Within this context, many research studies have been carried out to better investigate the seismic performance of buildings, mainly focusing on structural systems while often neglecting the high seismic vulnerability of non-structural components. Whereas, economic seismic losses associated with non-structural damage are usually larger when compared to the structural skeleton. Moreover, these components can compromise the functionality and operability of the building even for low-intensity seismic events. Therefore, the current performance-based seismic design should more explicitly focus on the development of an integrated design approach involving the performance of the overall building system, including skeleton, architectural elements (e.g. facades, internal partitions and ceilings), equipment and building contents. Nevertheless, advanced seismic design methodologies as well as more reliable analytical/numerical procedures should be more often considered to design/assess the overall building system.
In addition to advanced design methodologies, damage-mitigation technologies should be implemented to reduce the seismic risk of modern buildings. Following this goal, research efforts have been made in recent years to develop innovative low-damage technologies for both structural and non-structural components. The final aim is to design a cost-affordable integrated “earthquake proof” building system, thus setting a new high-performance building standard. Furthermore, the increasingly demand for low embodied carbon buildings is moving the interest on the environmental sustainability, representing a key aspect in new building design as per EU regulation. For this reason, a paradigm shift is required in terms of advanced technologies for the overall building to define energy efficient, safer and resilient systems.
Considering the previous background, this Thesis firstly aims to raise awareness on the seismic potential of high-performance integrated structural/non-structural building systems. Experimental shake-table seismic tests on a half-scale timber-concrete low-damage structure, including facades and partitions, have been carried out to prove the high efficiency of such solution. An overview of the full experimental campaign, comprising the design of the test specimen, construction phases, the instrumentation plan and preliminary experimental results, is provided. The development of a 3D lumped-plasticity numerical model describing the non-linear behavior of the test specimen is then presented and analytical vs. numerical vs. experimental comparisons are carried out to prove the reliability of the specimen design methodology as well as the capacity of capturing the high performance of the structure.

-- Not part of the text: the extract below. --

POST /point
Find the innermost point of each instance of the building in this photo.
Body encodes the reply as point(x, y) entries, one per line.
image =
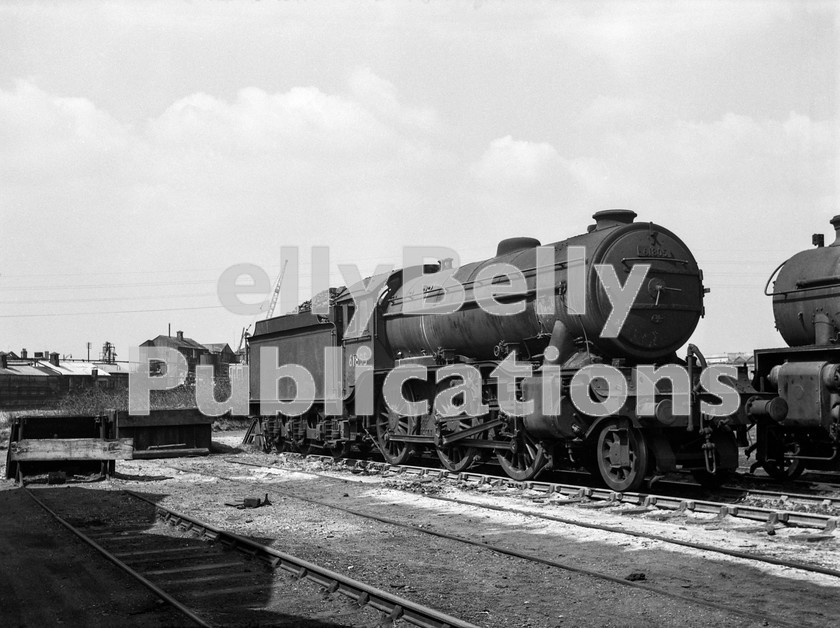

The Thesis also highlights the cost/performance benefits due to the implementation of such technologies, as well as advanced design methodologies, when compared to traditional design systems and code-compliant methods. Analytical/numerical, parametric and probabilistic, seismic analyses and loss assessments, based on the rigorous Performance-Based Earthquake Engineering (PBEE) methodology, have thus been developed. The weakness of the current code-based design approach, leading to uncontrollable and less reliable results, while the resilience of the integrated low-damage solution is proved. The study has been carried out through the implementation of a Python-based workflow able to automatize the seismic design, loss assessment (non-linear static and dynamic approach) and fragility analysis (Bayesian Cloud).
Finally, the Thesis presents a novel probabilistic-based assessment to evaluate the integrated seismic and energy losses as well as to derive fragility curves for the energy performance. These assessment procedures provide more reliable estimations of the building performance and might be adopted as supporting tool when making investments decisions for both new buildings and retrofit/refurbishment of existing structures.